Finale Konsolidierung aller KI-Analysen
Thema Status KI-Konsens Bonitätsprüfung vor Vertrag ✅ Alle drei KI-Modelle fordern explizit eine aktuelle Bonitätsauskunft (z. B. Creditreform) und Bilanzanalyse – keine Ausnahme. Bürgschaften ✅ Vollständiger Konsens: Vertragserfüllungs- und Gewährleistungsbürgschaft sind zwingende Voraussetzung für jeden Vertragsabschluss. Zahlungsplan & Anzahlung ⚠️ Konsens: Max. 10–15 % Anzahlung vor Baubeginn; restliche Zahlungen nur nach nachweisbarem Baufortschritt. Qwen verweist zusätzlich auf VOB/B als rechtliche Grundlage. Bauweise (Massiv vs. Fertig) ❌ GoogleAI sieht Fertigbau als risikoreicher an; DeepSeek & Qwen widersprechen – Sicherheit hängt vom Anbieter und Vertrag ab, nicht von der Bauweise. Sicherere Einschätzung nach Vorsichtsprinzip: Keine pauschale Aussage – Status „Widerspruch“. Fachliche Begleitung ✅ Uneingeschränkter Konsens: Unabhängiger Bausachverständiger oder Architekt ist zwingend zur Prüfung von Vertrag, Planung und Zahlungsflüssen. Versicherungen ⚠️ Alle nennen Versicherungen, aber mit unterschiedlicher Schwerpunktsetzung: GoogleAI → Bauzeitversicherung; DeepSeek & Qwen → Bauleistungs- & Bauherrenhaftpflichtversicherung. Konsolidiert: Letztere zwei sind primär für den Insolvenzschutz relevant. 👉 Handlungsempfehlung: Konzentrieren Sie sich nicht auf die Wahl zwischen Massiv- oder Fertigbau, sondern auf drei unverzichtbare Schutzebenen: (1) Vertragsrechtliche Absicherung (Bürgschaften, VOB/B-konformer Zahlungsplan), (2) finanzielle Kontrolle (Bonität, Treuhandkonto, Anzahlungsbeschränkung), (3) fachliche Begleitung (unabhängiger Sachverständiger + Baurechtsanwalt) – alles vor Vertragsunterschrift.

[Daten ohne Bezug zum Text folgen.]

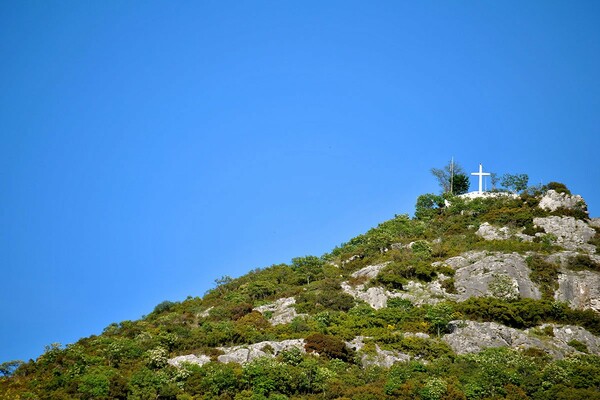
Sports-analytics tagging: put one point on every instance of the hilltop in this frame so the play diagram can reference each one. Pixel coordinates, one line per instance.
(475, 297)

Risiko- & Chancen-Bewertung
Kategorie Risiko / Chance Auswirkung 🔴 Risiko Anzahlung ohne Bürgschaft verloren Gesamter finanzieller Verlust bis zu 100.000 €+, Bau stillgelegt 🔴 Risiko Nachunternehmer greifen direkt auf Bauherrn zu (§ 632a BGB) Ungeplante Rechnungen, Zwangsvollstreckung, Rechtsstreit 🔴 Risiko Fehlende Baugenehmigung bei Fertigbau Bauverbot, Rückbau, Bußgelder, Wertverlust 🔴 Risiko Keine unabhängige Baubegleitung Unentdeckte Mängel, Nachbesserungskosten, Gewährleistungsverlust 🔴 Risiko Vertrag ohne klare Leistungsbeschreibung Zwischenfälle bei Nachtragsleistungen, Preisexplosion, Baustopp ✅ Chance Vertragserfüllungsbürgschaft vereinbart Sicherstellung des Bauabschlusses durch Ersatzunternehmen ✅ Chance Bauleistungsversicherung abgeschlossen Finanzielle Absicherung bei Unternehmerinsolvenz oder Werkvertragsabbruch ✅ Chance Unabhängiger Bauherrenberater beauftragt Frühzeitige Risikoerkennung, verhandlungsstarke Position im Vertragsprozess ✅ Chance VOB/B-konformer Zahlungsplan vereinbart Rechtliche Durchsetzbarkeit von Fortschrittszahlungen, Schutz vor Vorleistung ✅ Chance Bonitätsprüfung bereits vor Angebotseinholung Auswahl solider Anbieter, Vermeidung riskanter Ausschreibungen Orientierungshilfen
- Keine Anzahlung ohne Bürgschaft: Vereinbaren Sie vor Unterschrift eine Vertragserfüllungs- und Gewährleistungsbürgschaft – ohne schriftliche Bürgschaftserklärung vom beauftragten Kreditinstitut wird kein Euro überwiesen.
- Bonität prüfen – nicht vertrauen: Bestellen Sie noch heute eine aktuelle Creditreform-Auskunft zum Unternehmer – prüfen Sie zusätzlich die letzten zwei Bilanzen auf Eigenkapitalquote und Liquidität.
- Vertrag vorab durch Fachanwalt prüfen lassen: Kontaktieren Sie einen Fachanwalt für Baurecht (z. B. über die Webseite der Bundesrechtsanwaltskammer) – lassen Sie den Vertragsentwurf vor Abschluss auf VOB/B-Konformität und Sicherungsmechanismen prüfen.
- Unabhängigen Bausachverständigen beauftragen: Beauftragen Sie vor Vertragsabschluss einen Bausachverständigen (z. B. über die Webseite der Bundesarchitektenkammer oder den Verband Privater Bauherren) zur Bewertung aller Angebote, Planungsunterlagen und Baugenehmigungsfähigkeit.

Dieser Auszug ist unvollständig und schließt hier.